Friday, January 7th, 2011

Group IQ, according to a study out of MIT’s Sloan school, has less to do with the group’s average IQ than you might expect:

In two studies, researchers divided 699 people into groups of two to five people. They measured each team member’s intelligence individually, but then gave the teams intelligence-testing tasks to solve — figuring out the next pattern in a sequence, brainstorming the different potential uses of a brick. Then, the group performed a more complex “criterion” task, such as playing checkers against a computer or completing a complicated architectural task with Legos, which was used to understand whether the collective intelligence researchers measured in the initial tasks correctly predicted the group’s abilities.

What the researchers found was that groups’ collective intelligence strongly predicted how well they did in the computer checkers game and on the Legos task — evidence that something called “collective intelligence” did in fact exist. What was more surprising, however, was that neither the average intelligence of the group members nor the person with the greatest intelligence strongly predicted how well the group did.

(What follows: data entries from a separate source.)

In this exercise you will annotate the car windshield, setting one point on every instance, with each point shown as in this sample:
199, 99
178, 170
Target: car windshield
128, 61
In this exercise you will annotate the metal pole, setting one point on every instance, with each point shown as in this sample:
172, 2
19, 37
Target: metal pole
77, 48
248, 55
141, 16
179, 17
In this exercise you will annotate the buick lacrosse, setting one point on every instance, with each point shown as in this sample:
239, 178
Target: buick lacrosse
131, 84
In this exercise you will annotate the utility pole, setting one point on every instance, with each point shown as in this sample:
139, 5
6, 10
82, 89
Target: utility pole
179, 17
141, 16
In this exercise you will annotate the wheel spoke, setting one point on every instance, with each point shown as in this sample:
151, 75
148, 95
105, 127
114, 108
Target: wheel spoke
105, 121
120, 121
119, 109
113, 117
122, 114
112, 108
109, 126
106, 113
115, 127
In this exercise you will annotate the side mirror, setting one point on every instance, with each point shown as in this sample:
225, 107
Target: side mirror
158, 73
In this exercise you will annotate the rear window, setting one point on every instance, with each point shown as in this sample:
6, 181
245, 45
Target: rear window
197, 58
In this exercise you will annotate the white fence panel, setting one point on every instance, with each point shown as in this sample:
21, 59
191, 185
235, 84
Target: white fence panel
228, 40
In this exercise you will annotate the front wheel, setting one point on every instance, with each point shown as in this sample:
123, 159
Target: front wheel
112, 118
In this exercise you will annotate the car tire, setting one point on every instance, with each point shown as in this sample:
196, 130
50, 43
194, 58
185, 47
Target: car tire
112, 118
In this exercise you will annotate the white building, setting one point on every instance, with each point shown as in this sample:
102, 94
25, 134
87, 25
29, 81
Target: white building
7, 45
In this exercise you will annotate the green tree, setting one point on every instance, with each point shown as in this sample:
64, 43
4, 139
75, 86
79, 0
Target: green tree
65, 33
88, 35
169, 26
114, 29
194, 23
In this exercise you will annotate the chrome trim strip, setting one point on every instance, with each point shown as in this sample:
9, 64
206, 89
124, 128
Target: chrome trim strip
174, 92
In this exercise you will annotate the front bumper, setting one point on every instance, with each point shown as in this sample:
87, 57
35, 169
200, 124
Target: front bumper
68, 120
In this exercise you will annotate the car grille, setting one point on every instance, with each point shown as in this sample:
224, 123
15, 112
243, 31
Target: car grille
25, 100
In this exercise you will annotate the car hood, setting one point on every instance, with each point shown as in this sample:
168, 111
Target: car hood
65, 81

Other tenets of group success also seemed to fall by the wayside: A group’s motivation, satisfaction, and unity were unimportant. Instead, the researchers found that when a group had a high level of collective intelligence, the members tended to score well on a test that measured how good they were at reading other people’s emotions. They also found that groups with overbearing leaders who were reluctant to cede the floor and let the others talk did worse than those in which participation was better distributed and people took turns speaking. And they also found that the proportion of women in the group was a predictor of collective intelligence — a factor they believe was likely influenced by women’s generally superior social sensitivity.

Comments

  1. Johnny Abacus says:

    It sounds like they are really talking about group dysfunction.

    Two things I’d like to see:

    1. The subjects run through the tasks individually. I suspect that the average individual score will be higher than the average group score.

    2. The groups asked to do really hard tasks — the last 10% of raven’s progressive matrices, for example. I suspect that, to do well in such a task, IQ is necessary but not sufficient (i.e. well functioning groups are not smarter than their members).

  2. David Foster says:

    “Intuitively, we still attribute too much to individuals and not enough to groups. Part of that may just be that it’s simpler; it’s simpler to say the success of a company depended on the CEO for good or bad, but in reality the success of a company depends on a whole lot more,” said Tom Malone.

    This is a little simplistic. Few knowledgeable people think the reason the company’s success depends on the CEO is because he makes all the decisions himself; rather, the CEO hires people, who in turn hire other people, who sent the tone and the way things are done, which does indeed have a great deal to do with the collective intelligence of the group.

    There are of course long time-lags in this process: at GE, for example, the kind of culture that Jack Welch built surely still has a huge impact on what his successor Jeff Immelt is and is not able to accomplish, a decade later.

  3. Isegoria says:

    Ideally, the group would get any question right if anyone in the group got it right. So, the best group score would come from a diverse group that could recognize when someone had the right answer — either because everyone had a clear area of expertise, or because the answers were easy to verify, as with many brain-teasers. The worst group score would come from like-minded individuals who all thought they knew more than everyone else about everything — like, say, a group of young MBAs.

  4. Isegoria says:

    The executive’s job is made especially challenging by the way he’s fed information from not-so-impartial sources.